Modeling the micromechanical interactions between clathrate hydrate particles and water droplets with reducing liquid volume

•Hydrate film/shell grows along the water-hydrocarbon interface.•Equations were developed for describing hydrate growth on liquid bridge surface.•Model was proposed for simulating the interactions by considering hydrate formation.•Effects of hydrate formation rate, water volume on adhesion force were discussed.

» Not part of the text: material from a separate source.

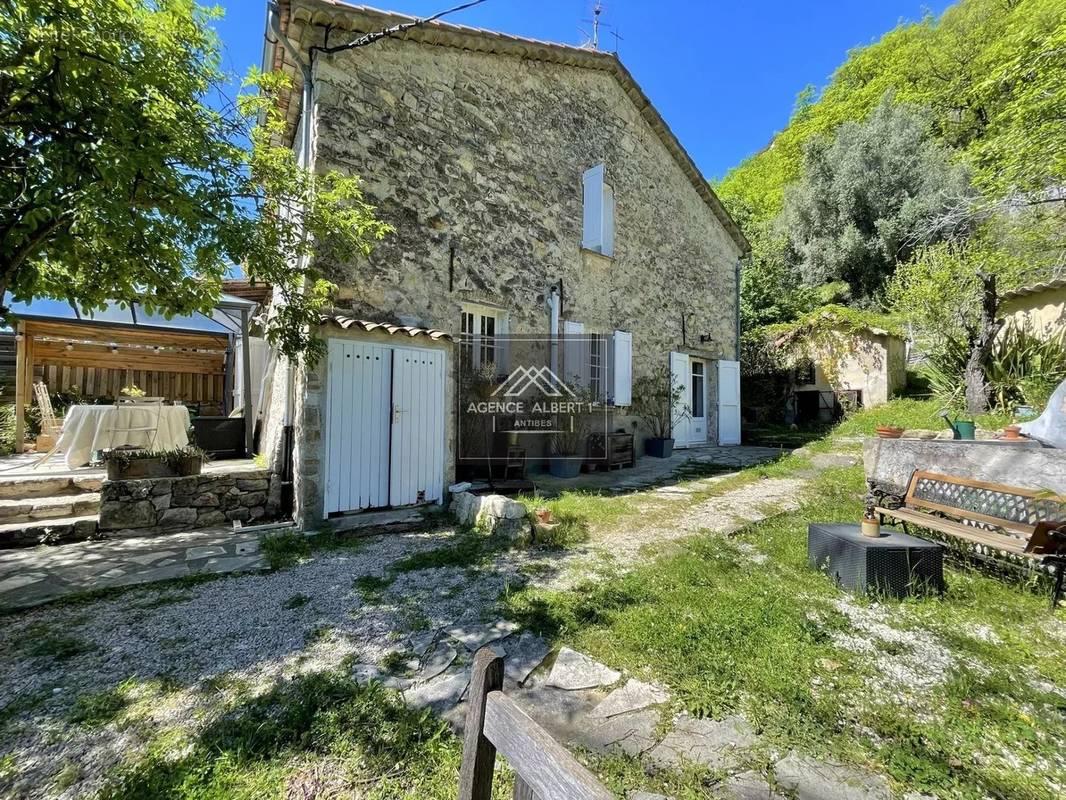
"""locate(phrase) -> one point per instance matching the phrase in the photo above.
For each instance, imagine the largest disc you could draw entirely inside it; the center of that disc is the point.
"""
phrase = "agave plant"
(1024, 368)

The micromechanical interactions between hydrate particles and water droplets play an important role in determining hydrate agglomeration, which is a crucial cause of hydrate blockages/bedding in deepwater gas-oil flowlines. The amount of hydrate converted from water droplet during the interaction between hydrate particles and water droplets led to the reduction in liquid volume, which would significantly affect the interaction forces. The existing classic pendular liquid bridge model with fixed liquid volume is not adequate for this unique case. In this study, a modified pendular liquid bridge model has been developed by considering the conversion of hydrate from liquid droplet. Parabolic approximation and a rupture criterion are proposed to determine the liquid bridge profile and rupture distance, respectively. On the basis of experimental observations, the capillary force model between two plates is applied to predict the interaction forces. It is found that the evolution of the profile of bridge (including the hydrate coating section and the pure liquid section) can be predicted with a satisfactory accuracy. Subsequently, it ensures the good agreement between the measured and predicted interaction forces. The profile of the liquid bridge becomes unstable just before the rupture of the liquid bridge, resulting in a large deviation between the experimental results and the model predictions. The proposed model can be successfully used for investigating the effects of different factors, such as contact area and hydrate formation rate, on the interaction behavior/forces, which could help to provide new and critical insights into the hydrate agglomeration process. The developed models contribute a significant progress in existing models development on hydrate agglomeration, and thus could provide a more accurate evaluation of hydrate formation risk in gas-oil flowlines.